The procedure for visiting inmates at Middlesex County jail has moved from the Stone Age to cutting edge with the introduction of a new video visitation system.

As of Nov. 1, visitors to the Middlesex County Adult Correction Center in North Brunswick will now be linked to inmates via a phone and monitor, cutting off the opportunity for physical contact, with the exception of specially permitted occasions. Calls can be monitored and recorded by corrections officers, allowing them to cut off conversations and thwart illegal activity, and gang activity in particular. The system is the first of its kind in the state.

“It is a tool if they’re planning some illegal activity on that visit. We can hear it, see it, record it and stop it,” Warden Edward Cicchi said.

Before, the jail simply allowed visitors and inmates to meet at tables in a crowded room, where contraband could be passed on quite easily. At times, two officers might be responsible for monitoring a room of over 150 people at a time, an overwhelming ratio that resourceful criminals could take advantage of.

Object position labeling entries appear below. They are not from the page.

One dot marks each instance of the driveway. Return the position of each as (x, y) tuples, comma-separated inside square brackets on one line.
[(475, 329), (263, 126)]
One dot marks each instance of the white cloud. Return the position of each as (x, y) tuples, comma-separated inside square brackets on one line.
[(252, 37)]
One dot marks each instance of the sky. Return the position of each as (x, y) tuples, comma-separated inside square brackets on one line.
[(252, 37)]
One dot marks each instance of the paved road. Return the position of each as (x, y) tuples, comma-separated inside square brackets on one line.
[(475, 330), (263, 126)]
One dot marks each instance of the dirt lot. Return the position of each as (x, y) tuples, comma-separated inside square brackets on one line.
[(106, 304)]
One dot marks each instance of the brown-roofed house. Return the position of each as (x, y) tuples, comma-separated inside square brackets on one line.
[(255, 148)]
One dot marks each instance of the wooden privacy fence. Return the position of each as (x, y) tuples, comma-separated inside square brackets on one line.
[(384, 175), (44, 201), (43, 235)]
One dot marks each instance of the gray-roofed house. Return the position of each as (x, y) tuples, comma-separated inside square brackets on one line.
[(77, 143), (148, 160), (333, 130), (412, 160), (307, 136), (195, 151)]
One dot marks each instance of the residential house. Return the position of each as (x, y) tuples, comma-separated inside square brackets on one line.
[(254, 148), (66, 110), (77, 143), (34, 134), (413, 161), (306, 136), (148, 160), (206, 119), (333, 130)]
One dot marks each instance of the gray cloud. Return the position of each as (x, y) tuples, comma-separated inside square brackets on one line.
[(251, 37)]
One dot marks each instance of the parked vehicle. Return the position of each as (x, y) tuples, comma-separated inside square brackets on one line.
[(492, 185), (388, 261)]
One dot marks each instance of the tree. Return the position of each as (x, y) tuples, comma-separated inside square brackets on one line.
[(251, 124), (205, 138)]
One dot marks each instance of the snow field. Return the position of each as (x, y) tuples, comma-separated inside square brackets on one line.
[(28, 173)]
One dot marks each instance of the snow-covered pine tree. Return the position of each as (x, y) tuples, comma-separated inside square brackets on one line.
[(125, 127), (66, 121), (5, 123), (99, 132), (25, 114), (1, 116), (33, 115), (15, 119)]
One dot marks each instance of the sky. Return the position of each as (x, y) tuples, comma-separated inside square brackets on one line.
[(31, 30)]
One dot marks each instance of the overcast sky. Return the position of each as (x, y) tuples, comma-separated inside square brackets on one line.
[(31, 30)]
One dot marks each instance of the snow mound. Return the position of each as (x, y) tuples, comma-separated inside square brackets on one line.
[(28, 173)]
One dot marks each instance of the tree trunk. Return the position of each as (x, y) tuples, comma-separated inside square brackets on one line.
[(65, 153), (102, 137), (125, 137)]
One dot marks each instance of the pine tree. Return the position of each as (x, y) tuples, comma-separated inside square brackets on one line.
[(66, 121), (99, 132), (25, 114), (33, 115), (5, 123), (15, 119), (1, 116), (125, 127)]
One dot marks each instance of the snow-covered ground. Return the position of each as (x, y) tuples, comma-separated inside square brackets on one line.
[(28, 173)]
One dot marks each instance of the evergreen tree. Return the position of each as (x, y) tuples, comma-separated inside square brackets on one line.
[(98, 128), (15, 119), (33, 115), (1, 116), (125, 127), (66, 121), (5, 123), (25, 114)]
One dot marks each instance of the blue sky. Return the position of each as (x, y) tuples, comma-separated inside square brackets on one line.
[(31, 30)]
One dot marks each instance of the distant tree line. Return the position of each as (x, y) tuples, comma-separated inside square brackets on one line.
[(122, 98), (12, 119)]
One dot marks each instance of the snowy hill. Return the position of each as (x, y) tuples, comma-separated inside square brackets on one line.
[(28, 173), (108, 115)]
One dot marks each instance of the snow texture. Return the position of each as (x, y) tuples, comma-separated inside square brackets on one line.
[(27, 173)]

It may seem surprising when you hear about inmates getting busted with drugs or weapons in a jail, a place that is theoretically sealed off from the outside world. However, you can never underestimate how devious criminals can be.

When the space beneath a postage stamp has been shown to be large enough to sneak drugs into jails, allowing a quick handshake or a hug makes it all too easy. The less contact, the better.

Every day that something as simple as a 3-inch nail or a toothbrush can be smuggled in, the jail’s population and guards are at risk. And when inmates can still access illegal drugs in jail, it completely defeats the purpose of why society put them there to begin with.

In addition to the obvious safety advantages of the new system, Freeholder Christopher Rafano promises it will save money in the long run. Previously, eight officers were needed to handle visitation, with their jobs divided into monitoring the front desk, manning the control booth, pat-down duties, and watching the visitors and inmates meet. Now, five fewer people will be needed to run the process, meaning less overtime and the opportunity to reassign officers.

We’ll chalk this new system up as a great example of progress through technology.